Question

If the foci of the ellipse \[\frac{x^2}{16} + \frac{y^2}{b^2} = 1\] and the hyperbola \[\frac{x^2}{144} - \frac{y^2}{81} = \frac{1}{25}\] coincide, write the value of b².

Answer 1

Equation of the hyperbola:

\[\frac{x^2}{144} - \frac{y^2}{81} = \frac{1}{25}\]

Simplifying the above equation, we get:

\[\frac{25 x^2}{144} - \frac{25 y^2}{81} = 1\]

\[ \Rightarrow \frac{x^2}{\frac{144}{25}} - \frac{y^2}{\frac{81}{25}} = 1\]

\[ \Rightarrow \frac{x^2}{\left( \frac{12}{5} \right)^2} - \frac{y^2}{\left( \frac{9}{5} \right)^2} = 1\]
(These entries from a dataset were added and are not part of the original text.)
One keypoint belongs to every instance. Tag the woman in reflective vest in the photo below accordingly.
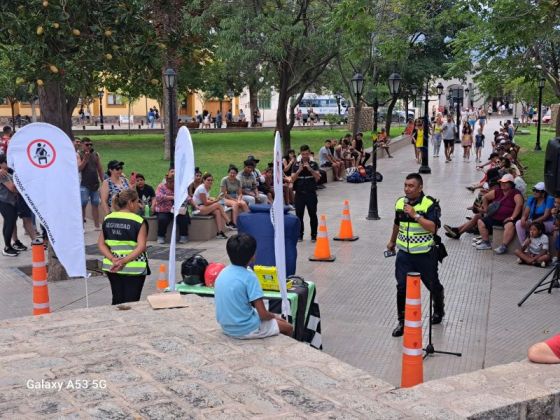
(123, 244)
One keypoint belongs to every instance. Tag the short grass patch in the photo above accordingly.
(214, 151)
(534, 160)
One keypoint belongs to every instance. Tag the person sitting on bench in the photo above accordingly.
(240, 309)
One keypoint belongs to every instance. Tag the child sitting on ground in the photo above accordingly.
(239, 302)
(534, 249)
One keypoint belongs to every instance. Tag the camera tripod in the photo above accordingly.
(543, 285)
(429, 350)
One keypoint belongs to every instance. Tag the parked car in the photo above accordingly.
(398, 116)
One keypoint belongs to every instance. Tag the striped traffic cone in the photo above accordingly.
(322, 249)
(39, 273)
(162, 282)
(412, 361)
(346, 233)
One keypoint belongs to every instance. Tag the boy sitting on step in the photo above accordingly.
(240, 309)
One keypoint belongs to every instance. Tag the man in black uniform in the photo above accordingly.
(305, 175)
(416, 223)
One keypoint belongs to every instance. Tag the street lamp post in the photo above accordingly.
(457, 95)
(170, 85)
(539, 111)
(100, 96)
(439, 88)
(373, 211)
(425, 167)
(358, 88)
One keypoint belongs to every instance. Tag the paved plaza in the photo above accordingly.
(357, 292)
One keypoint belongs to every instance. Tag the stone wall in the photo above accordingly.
(139, 363)
(366, 118)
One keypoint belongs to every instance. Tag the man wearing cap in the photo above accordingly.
(305, 175)
(505, 213)
(538, 208)
(249, 185)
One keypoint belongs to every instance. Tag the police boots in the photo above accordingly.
(401, 301)
(439, 311)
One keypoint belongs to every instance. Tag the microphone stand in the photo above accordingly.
(430, 350)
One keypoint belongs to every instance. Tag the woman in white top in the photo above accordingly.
(205, 205)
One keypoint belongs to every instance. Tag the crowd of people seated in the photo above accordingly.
(500, 203)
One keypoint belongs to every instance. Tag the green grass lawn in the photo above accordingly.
(214, 151)
(529, 157)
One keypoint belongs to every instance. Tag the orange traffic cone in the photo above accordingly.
(322, 249)
(39, 273)
(345, 233)
(412, 361)
(162, 282)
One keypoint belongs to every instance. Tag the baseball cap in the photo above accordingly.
(114, 164)
(507, 178)
(539, 186)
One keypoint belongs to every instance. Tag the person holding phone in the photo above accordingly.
(305, 175)
(415, 226)
(206, 205)
(91, 177)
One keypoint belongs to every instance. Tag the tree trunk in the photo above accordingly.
(558, 123)
(170, 114)
(12, 106)
(376, 114)
(56, 109)
(253, 102)
(389, 119)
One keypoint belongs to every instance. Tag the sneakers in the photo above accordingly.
(452, 232)
(18, 246)
(484, 245)
(10, 252)
(502, 249)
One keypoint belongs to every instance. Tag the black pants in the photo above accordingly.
(125, 288)
(9, 213)
(164, 219)
(308, 200)
(425, 264)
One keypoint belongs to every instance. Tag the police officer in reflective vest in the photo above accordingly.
(123, 245)
(416, 223)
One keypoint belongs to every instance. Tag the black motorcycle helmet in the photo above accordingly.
(192, 270)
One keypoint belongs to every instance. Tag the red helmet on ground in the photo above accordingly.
(211, 273)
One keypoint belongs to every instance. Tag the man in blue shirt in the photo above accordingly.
(238, 295)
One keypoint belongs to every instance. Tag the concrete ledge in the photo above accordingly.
(177, 363)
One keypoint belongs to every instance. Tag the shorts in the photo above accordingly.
(554, 344)
(86, 195)
(267, 328)
(22, 208)
(490, 223)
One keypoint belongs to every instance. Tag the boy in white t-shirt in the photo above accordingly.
(238, 296)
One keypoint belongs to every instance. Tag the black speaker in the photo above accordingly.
(552, 167)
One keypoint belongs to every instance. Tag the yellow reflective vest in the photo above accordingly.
(412, 237)
(121, 230)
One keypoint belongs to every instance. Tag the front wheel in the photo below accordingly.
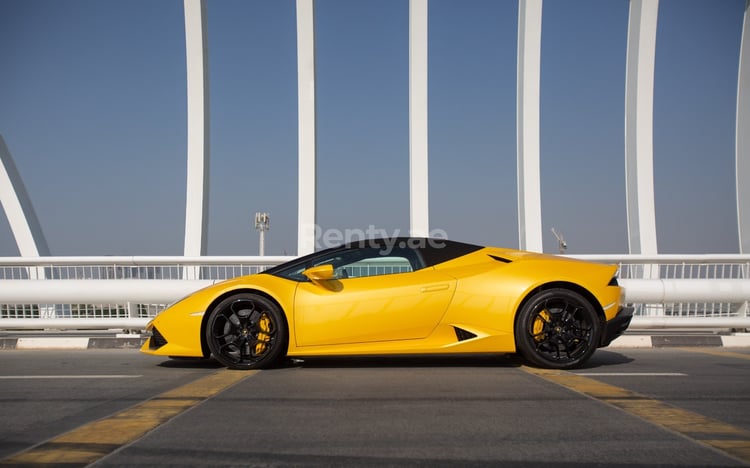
(557, 329)
(246, 331)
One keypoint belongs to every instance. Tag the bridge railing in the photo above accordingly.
(125, 292)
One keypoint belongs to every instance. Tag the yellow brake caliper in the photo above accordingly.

This is the standard form of hyperbola with \[a = \frac{12}{5}\] and  \[b = \frac{9}{5}\].

Eccentricity of the hyperbola, \[e = \frac{\sqrt{\left( \frac{12}{5} \right)^2 + \left( \frac{9}{5} \right)^2}}{\frac{12}{5}}\]
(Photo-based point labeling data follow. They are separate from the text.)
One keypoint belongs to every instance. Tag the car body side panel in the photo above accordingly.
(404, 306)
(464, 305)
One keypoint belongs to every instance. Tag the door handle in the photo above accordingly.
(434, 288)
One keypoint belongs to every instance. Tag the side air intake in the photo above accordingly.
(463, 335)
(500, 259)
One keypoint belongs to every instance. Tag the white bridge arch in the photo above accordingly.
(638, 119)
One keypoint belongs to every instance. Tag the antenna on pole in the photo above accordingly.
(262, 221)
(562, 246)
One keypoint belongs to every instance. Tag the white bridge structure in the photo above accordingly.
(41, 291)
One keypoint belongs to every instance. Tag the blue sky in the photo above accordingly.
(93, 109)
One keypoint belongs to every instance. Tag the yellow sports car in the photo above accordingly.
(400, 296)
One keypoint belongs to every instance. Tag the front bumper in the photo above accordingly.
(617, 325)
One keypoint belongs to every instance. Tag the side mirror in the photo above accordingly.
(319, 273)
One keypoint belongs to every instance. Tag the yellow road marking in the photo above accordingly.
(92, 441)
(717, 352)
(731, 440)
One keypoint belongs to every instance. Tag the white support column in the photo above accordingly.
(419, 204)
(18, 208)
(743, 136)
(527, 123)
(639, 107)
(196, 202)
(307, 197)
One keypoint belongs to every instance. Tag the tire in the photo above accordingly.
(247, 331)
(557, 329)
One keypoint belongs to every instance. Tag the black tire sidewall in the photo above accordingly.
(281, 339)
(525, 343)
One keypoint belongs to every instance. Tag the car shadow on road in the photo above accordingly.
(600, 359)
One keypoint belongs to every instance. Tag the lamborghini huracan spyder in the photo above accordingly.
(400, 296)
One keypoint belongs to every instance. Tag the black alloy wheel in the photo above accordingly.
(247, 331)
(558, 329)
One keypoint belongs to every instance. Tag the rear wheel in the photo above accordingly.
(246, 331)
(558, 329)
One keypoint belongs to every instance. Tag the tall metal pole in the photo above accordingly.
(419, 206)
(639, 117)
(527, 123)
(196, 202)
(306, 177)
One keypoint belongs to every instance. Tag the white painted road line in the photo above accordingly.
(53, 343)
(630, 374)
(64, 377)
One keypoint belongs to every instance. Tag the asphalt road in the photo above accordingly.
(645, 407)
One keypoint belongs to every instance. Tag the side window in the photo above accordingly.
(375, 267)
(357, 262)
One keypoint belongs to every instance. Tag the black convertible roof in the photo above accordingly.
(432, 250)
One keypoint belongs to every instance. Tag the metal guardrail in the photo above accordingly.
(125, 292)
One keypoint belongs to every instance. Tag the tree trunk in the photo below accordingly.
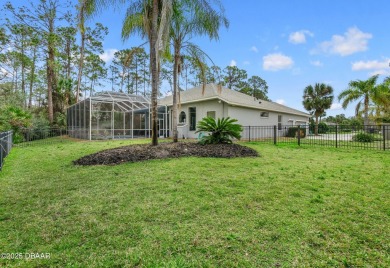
(366, 102)
(23, 74)
(154, 64)
(175, 90)
(32, 74)
(81, 64)
(50, 79)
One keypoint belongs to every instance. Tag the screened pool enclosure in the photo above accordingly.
(114, 115)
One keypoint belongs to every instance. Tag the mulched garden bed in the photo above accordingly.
(141, 152)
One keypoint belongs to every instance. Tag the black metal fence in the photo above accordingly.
(5, 145)
(364, 137)
(27, 137)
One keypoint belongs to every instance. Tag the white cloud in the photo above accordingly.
(351, 42)
(108, 54)
(299, 37)
(316, 63)
(380, 72)
(276, 62)
(370, 65)
(336, 106)
(375, 66)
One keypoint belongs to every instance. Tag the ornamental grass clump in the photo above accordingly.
(222, 130)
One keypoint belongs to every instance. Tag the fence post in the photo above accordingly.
(299, 135)
(384, 137)
(275, 134)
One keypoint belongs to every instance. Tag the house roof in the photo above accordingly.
(231, 97)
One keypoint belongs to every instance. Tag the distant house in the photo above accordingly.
(219, 102)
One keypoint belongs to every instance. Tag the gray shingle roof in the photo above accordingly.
(231, 97)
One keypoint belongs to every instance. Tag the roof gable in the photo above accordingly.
(231, 97)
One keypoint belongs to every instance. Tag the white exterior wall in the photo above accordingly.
(251, 117)
(245, 116)
(201, 111)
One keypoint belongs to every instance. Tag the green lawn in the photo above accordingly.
(291, 207)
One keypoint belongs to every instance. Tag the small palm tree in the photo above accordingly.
(203, 20)
(317, 99)
(221, 130)
(363, 91)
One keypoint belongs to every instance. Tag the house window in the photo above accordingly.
(279, 122)
(192, 115)
(182, 117)
(211, 114)
(264, 114)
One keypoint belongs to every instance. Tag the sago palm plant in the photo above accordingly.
(221, 130)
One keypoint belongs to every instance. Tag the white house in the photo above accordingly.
(217, 102)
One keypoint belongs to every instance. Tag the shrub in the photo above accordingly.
(363, 137)
(220, 131)
(15, 118)
(323, 128)
(292, 132)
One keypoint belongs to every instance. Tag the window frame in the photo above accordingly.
(264, 117)
(180, 117)
(280, 119)
(192, 118)
(215, 114)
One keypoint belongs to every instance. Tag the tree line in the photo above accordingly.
(50, 55)
(372, 98)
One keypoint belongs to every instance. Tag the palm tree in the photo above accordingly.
(82, 11)
(317, 99)
(203, 20)
(360, 90)
(150, 19)
(382, 101)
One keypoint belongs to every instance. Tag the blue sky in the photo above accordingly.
(292, 44)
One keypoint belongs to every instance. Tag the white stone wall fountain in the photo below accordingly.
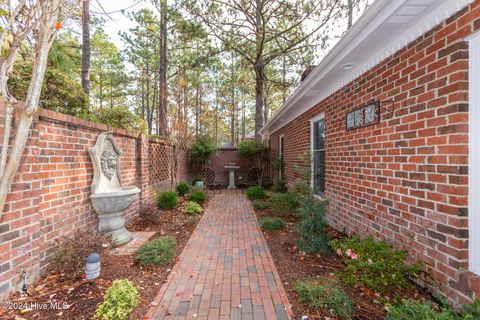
(109, 198)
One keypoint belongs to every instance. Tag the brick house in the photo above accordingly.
(392, 119)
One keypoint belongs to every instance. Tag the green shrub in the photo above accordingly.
(259, 204)
(199, 196)
(167, 200)
(374, 263)
(191, 208)
(326, 294)
(272, 223)
(195, 181)
(283, 203)
(157, 251)
(312, 228)
(182, 188)
(421, 310)
(119, 301)
(256, 193)
(279, 186)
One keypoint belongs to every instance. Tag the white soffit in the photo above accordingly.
(385, 28)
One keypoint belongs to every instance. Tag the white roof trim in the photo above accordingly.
(368, 24)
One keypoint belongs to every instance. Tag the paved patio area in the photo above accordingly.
(225, 271)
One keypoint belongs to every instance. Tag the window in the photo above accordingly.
(474, 156)
(281, 156)
(318, 155)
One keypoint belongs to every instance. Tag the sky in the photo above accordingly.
(115, 20)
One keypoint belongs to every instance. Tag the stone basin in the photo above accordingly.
(111, 218)
(109, 198)
(114, 200)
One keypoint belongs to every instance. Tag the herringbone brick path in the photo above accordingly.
(225, 271)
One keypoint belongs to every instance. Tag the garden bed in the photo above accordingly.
(84, 296)
(293, 265)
                                                     \[ = \frac{15}{12}\]

The foci of the hyperbola are of the form 

\[\left( ae, 0 \right)\] and \[\left( - ae, 0 \right)\].

So, foci of the hyperbola are  \[\left( 3, 0 \right)\] and  \[\left( - 3, 0 \right)\] .

The foci of the hyperbola coincide with the foci of the ellipse.
For ellipse, \[a = 4\]

Using the relation \[\sqrt{a^2 - b^2} = ae\], we get:

\[\sqrt{4^2 - b^2} = 3\]

\[ \Rightarrow 16 - b^2 = 9\]

\[ \Rightarrow b^2 = 7\]

Therefore, the value of \[b^2\] is 7.